The results speak for themselves. TensorFlow benchmarks, with CPU optimizations added, see CPU performance gain as much as 72X (see Intel blog titled TensorFlow Optimizations on Modern Intel Architecture). Similarly, Caffe benchmarks, with CPU optimization added see CPUs gain as much as 82X (see Intel blog titled Benefits of Intel Optimized Caffe in comparison with BVLC Caffe). That just a start. The website for Torch ( proclaims “Torch is a scientific computing framework with wide support for machine learning algorithms that puts GPUs first.” Intel offers an alternative branch, which lets us choose to have CPUs first when we choose to use CPUs.  I’ve personally used this repository for my own work, and I know it helps a lot.

Later in this article, I go through the frameworks and libraries one-by-one and supply links where to download, and details on benchmark results thus far.

The most important benchmarks, of course, are your own programs. So, I advise you to compare results when using frameworks and libraries that offer CPU optimizations and GPU optimizations. Thanks to Intel, you can do both now.
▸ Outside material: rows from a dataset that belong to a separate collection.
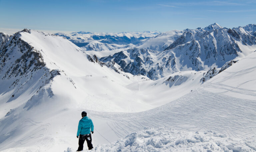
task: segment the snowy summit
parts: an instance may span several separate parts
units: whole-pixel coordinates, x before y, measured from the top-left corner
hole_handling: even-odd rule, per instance
[[[255,151],[255,27],[0,33],[0,151]]]

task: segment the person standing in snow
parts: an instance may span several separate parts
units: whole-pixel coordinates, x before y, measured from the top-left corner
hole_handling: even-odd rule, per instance
[[[92,134],[93,133],[93,124],[92,120],[87,116],[86,112],[82,112],[82,118],[79,121],[78,129],[77,129],[77,133],[76,134],[77,138],[78,138],[79,136],[79,147],[76,151],[83,150],[84,143],[85,140],[87,142],[88,149],[90,150],[93,148],[92,144],[92,136],[91,134],[91,132]]]

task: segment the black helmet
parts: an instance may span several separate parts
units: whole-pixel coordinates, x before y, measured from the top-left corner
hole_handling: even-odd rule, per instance
[[[83,111],[82,112],[82,116],[85,117],[87,116],[87,113],[85,111]]]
This is not obvious unless you know that deep learning frameworks, tools, and libraries exist that are optimized for CPUs. In fact, the most popular frameworks have versions that are well optimized for CPUs, in particular – Intel Xeon SP processors.  Here is a partial run down of key software for accelerating deep learning on Intel Xeon Platinum processor versions enough that the best performance advantage of GPUs is closer to 2X than to 100X.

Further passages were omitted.